Wenn Sie das MCAST Verfahren selbst anwenden möchten, müssen Sie nach eingehendem Training folgende Zertifizierung erwerben: 1.) für die Durchführung des MCAST (Dafür senden Sie uns zwei Videos zu, in denen Sie den MCAST mit zwei Kindern komplett durchführen) und 2.) für das Raten des MCAST (Kliniker müssen die Interraterreliabilität für 10 Videos, Forscher für 20 Videos nachweisen). Die Rückmeldung erfolgt schriftlich aus dem Deutschsprachigen MCAST Zentrum Frankfurt am Main.
Unabhängig von der Zertifizierung erhalten Sie für jeden abgeschlossenen Baustein eine Teilnahmebestätigung.

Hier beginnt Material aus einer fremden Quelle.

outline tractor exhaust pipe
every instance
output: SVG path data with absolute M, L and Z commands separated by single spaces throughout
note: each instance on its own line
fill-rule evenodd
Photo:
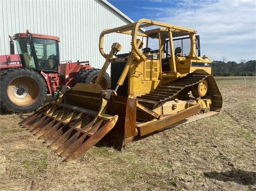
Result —
M 14 41 L 13 41 L 13 38 L 12 35 L 9 35 L 9 37 L 10 40 L 10 54 L 14 54 Z

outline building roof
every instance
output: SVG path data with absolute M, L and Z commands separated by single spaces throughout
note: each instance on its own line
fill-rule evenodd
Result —
M 122 12 L 121 11 L 119 10 L 116 7 L 115 7 L 114 5 L 108 2 L 106 0 L 101 0 L 101 1 L 105 3 L 107 5 L 111 8 L 112 9 L 114 10 L 115 11 L 117 12 L 119 15 L 120 15 L 122 17 L 125 19 L 127 21 L 128 21 L 129 22 L 132 23 L 133 22 L 134 22 L 134 21 L 131 20 L 130 18 L 128 17 L 127 15 L 126 15 L 124 13 Z

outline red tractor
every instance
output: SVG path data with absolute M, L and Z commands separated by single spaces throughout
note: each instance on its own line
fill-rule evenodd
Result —
M 10 55 L 0 56 L 1 107 L 7 111 L 26 112 L 38 108 L 47 94 L 53 96 L 59 86 L 73 87 L 77 83 L 94 83 L 100 69 L 89 61 L 60 62 L 57 37 L 18 33 L 9 35 Z M 18 54 L 14 53 L 14 42 Z M 105 73 L 101 87 L 110 86 Z

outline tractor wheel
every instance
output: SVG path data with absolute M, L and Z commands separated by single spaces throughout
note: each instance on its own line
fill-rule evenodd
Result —
M 75 84 L 76 83 L 94 83 L 100 71 L 100 69 L 95 69 L 80 71 L 75 80 Z M 110 88 L 110 77 L 106 72 L 104 74 L 100 85 L 103 89 L 106 89 Z
M 47 93 L 44 78 L 33 70 L 20 68 L 1 72 L 1 107 L 7 111 L 35 110 L 45 100 Z

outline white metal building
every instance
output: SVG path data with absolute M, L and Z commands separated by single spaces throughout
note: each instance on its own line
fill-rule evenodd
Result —
M 9 34 L 29 29 L 59 37 L 60 61 L 89 61 L 96 68 L 104 61 L 98 48 L 101 31 L 133 22 L 105 0 L 2 0 L 0 11 L 0 55 L 10 54 Z M 123 46 L 120 53 L 128 52 L 131 37 L 120 35 L 105 38 L 106 54 L 116 42 Z

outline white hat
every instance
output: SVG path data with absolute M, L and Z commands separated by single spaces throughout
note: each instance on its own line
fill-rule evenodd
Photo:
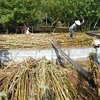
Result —
M 92 44 L 94 46 L 100 46 L 100 40 L 94 40 L 94 42 L 92 42 Z
M 76 20 L 75 23 L 76 23 L 77 25 L 79 25 L 79 26 L 81 25 L 80 20 Z

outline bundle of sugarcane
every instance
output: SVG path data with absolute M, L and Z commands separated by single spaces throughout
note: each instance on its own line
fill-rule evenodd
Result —
M 0 73 L 0 100 L 82 100 L 67 71 L 45 58 L 10 64 Z

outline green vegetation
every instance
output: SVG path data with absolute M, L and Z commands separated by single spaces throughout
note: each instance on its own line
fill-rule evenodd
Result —
M 84 16 L 82 30 L 98 29 L 100 21 L 99 0 L 1 0 L 1 32 L 18 32 L 18 27 L 52 25 L 61 18 L 66 26 Z

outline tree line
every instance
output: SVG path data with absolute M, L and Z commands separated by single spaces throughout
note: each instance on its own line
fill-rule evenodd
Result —
M 99 0 L 0 0 L 0 33 L 25 31 L 30 25 L 50 26 L 58 18 L 66 26 L 70 26 L 76 19 L 81 20 L 81 15 L 85 20 L 82 30 L 99 29 L 99 2 Z

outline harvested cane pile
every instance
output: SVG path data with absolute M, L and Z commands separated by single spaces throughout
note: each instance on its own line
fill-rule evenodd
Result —
M 68 68 L 52 64 L 45 58 L 27 58 L 0 71 L 0 100 L 97 100 L 86 85 L 75 87 Z M 77 72 L 74 70 L 74 73 Z M 74 75 L 71 75 L 74 81 Z M 85 90 L 85 94 L 82 92 Z M 99 99 L 98 99 L 99 100 Z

Welche Bausteine umfasst die MCAST Weiterbildung?

1. Baustein (zwei Tage):

  • Grundlagen der Bindungstheorie und Bindungsforschung
  • Verwandte Verfahren: der Strange-Situation-Test, CAI und das Adult Attachment Interview
  • Einführung in die klinische Anwendung und in die Anwendung in der Forschung
  • Validierungsstudien zum MCAST
  • Anwendung und Durchführung des MCAST

2. Baustein (3 Tage):

  • Erlernen des MCAST-Ratings für die Identifizierung der Bindungsstrategien (sicher, unsicher-vermeidend, unsicher-ambivalent, unsicher-desorganisiert)

3. Baustein

  • Zertifizierung

Danach haben Sie die Möglichkeit zur Mitgliedschaft im Deutschsprachigen MCAST-Zentrum und zur Teilnahme an der Validierungsstudie des MCAST in Deutschland, Österreich und der Schweiz


Kosten der MCAST Weiterbildung

1. Baustein:
    95,00 Euro (ermäßigt: 75,00 Euro)

2. und 3. Baustein:
    700,00 Euro (ermäßigt: 560,00 Euro)

Alle drei Bausteine zusammen:
    795,00 Euro (ermäßigt: 635,00 Euro)


Mitglieder des Deutschsprachigen MCAST-Zentrums am Sigmund-Freud-Institut

Leitung: Prof. Dr. Marianne Leuzinger-Bohleber und Dr. Katrin Luise Läzer
Methodische Verantwortung: PD Dr. Tamara Fischmann
Consultants: Prof. Dr. Bernhard Rüger, Prof. Dr. Elmar Brähler
Kooperationen: Prof. Dr. Jonathan Green und Dr. Ming Wai Wan, University of Manchester
Mitglieder der Arbeitsgruppe „Validierung und Normierung des deutschsprachigen MCAST“ und des Deutschsprachigen MCAST-Zentrums Frankfurt am Main: Prof. Elmar Brähler, PD Dr. Tamara Fischmann, Lorena Hartmann, Mona Hauser, Verena Neubert, Dr. Katrin Luise Läzer, Prof. Dr. Marianne Leuzinger-Bohleber, Nicole Pfenning-Meerkötter, Prof. Dr. Bernhard Rüger, Angelika Wolff


Termin zur MCAST Weiterbildung
Juli 2015 (genaues Datum folgt)


Anmeldung &
Ansprechpartner

Dr. Katrin Luise Läzer

Telefon +49(0)69 971204-141
laezer@sigmund-freud-institut.de

Postadresse:
Sigmund-Freud-Institut
Myliusstrasse 20
D-60323 Frankfurt am Main
 
 

Anmeldung &
Ansprechpartner:

Dr. Katrin Luise Läzer

laezer
@sigmund-freud-institut.de


Adresse:
Sigmund-Freud-Institut
Myliusstrasse 20
D-60323 Frankfurt am Main
 

Termin zur
MCAST Weiterbildung:
Juli 2015 (genaues Datum folgt)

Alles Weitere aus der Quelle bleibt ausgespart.